Tickling Their Buying Bone

If you are in the vicinity of 'NTSG this Friday or Saturday how about doing a soon-to-be father of the bride a solid and stopping by 113 Howard Avenue and buying some of the treasures that the Missus is selling at....wait for it....A GARAGE SALE.  Come early! Stay late!  Buy lots!   On second thought, as long as you focus your energy on the third element of that most unholy of Trinities you might just make this grown man cry. 

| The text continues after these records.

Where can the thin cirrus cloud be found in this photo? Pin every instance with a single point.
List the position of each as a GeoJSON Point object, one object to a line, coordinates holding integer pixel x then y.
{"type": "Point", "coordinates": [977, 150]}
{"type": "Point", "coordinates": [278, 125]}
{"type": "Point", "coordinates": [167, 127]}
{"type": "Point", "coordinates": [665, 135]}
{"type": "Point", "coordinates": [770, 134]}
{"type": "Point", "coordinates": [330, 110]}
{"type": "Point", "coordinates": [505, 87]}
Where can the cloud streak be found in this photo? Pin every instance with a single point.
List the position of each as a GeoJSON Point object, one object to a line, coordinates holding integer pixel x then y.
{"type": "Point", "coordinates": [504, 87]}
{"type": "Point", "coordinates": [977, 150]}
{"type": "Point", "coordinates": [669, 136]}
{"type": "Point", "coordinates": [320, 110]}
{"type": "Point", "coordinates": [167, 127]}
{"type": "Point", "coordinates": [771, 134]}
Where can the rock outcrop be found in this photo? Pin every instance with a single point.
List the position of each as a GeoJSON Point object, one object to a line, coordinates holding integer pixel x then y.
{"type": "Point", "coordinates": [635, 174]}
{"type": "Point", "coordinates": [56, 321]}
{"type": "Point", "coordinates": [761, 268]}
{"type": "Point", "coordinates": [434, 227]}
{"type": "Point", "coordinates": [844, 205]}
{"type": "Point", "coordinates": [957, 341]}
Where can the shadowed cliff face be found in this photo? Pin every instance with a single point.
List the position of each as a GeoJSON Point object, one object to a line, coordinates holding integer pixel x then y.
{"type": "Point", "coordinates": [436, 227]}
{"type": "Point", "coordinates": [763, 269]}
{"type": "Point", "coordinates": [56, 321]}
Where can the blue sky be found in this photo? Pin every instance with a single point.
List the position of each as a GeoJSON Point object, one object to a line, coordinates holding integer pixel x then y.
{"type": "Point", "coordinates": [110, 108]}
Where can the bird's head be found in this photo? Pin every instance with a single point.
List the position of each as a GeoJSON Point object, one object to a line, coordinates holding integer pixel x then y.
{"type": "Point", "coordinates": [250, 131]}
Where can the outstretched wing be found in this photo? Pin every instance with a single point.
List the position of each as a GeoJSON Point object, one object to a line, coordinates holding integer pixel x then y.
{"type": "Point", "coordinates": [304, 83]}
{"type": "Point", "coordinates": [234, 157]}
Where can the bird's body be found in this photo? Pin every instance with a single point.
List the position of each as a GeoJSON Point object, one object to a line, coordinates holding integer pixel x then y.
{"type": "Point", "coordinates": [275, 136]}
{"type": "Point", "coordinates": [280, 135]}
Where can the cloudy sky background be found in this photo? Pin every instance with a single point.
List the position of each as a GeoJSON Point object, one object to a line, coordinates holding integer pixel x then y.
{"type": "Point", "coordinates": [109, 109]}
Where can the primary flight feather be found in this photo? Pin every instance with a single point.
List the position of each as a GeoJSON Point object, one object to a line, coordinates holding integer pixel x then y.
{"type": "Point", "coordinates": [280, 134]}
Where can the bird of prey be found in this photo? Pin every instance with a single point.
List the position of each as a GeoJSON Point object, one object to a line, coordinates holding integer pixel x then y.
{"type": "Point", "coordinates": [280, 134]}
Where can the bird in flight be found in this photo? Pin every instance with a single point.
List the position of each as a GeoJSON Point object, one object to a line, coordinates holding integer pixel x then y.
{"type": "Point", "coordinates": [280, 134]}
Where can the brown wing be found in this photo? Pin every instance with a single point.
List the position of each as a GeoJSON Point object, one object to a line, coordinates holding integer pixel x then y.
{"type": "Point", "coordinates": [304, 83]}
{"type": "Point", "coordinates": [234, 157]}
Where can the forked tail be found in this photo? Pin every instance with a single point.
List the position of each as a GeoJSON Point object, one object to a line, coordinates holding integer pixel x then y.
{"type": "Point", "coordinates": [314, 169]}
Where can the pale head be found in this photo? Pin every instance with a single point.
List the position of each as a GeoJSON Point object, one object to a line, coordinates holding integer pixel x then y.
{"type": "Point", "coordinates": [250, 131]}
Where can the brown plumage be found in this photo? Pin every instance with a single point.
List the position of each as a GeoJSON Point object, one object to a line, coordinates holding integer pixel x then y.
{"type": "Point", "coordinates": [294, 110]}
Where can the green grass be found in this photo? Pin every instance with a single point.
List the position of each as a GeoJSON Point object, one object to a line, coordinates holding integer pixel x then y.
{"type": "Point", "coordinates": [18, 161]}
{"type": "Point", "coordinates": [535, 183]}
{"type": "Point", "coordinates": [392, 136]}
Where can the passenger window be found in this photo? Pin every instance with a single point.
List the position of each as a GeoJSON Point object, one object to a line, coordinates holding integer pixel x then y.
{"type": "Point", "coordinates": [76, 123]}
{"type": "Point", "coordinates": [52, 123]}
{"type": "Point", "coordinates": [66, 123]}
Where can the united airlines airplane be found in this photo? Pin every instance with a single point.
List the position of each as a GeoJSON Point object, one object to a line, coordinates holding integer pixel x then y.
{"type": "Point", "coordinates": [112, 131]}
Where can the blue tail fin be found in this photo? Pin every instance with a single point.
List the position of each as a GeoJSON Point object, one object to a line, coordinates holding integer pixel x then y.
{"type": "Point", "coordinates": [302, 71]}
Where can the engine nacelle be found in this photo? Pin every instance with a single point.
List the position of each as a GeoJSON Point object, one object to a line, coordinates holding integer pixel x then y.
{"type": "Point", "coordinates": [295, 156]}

Unbeknownst to me the basement at Suzy B/Joe's home was constructed in a manner akin to the clown car at the circus.  A seemingly endless amount of "stuff" (that shall be the descriptor du Jour so as to not scare off potential customers) was stored within its four walls.  This week's effort represents at least the third or fourth effort the Missus has made to find a new home for those treasures whose future at 113 Howard no longer appears to be as bright as it once might have been. 

I know from watching the manner in which Margaret attacks something as benign as a Garage Sale just what a phenomenal job she is going to do helping Suz plan her wedding.  But for the weather - over which she had grudgingly ceded control to Mother Nature - she has plotted and graphed every aspect of this sale with maddening precision and frightening efficiency. 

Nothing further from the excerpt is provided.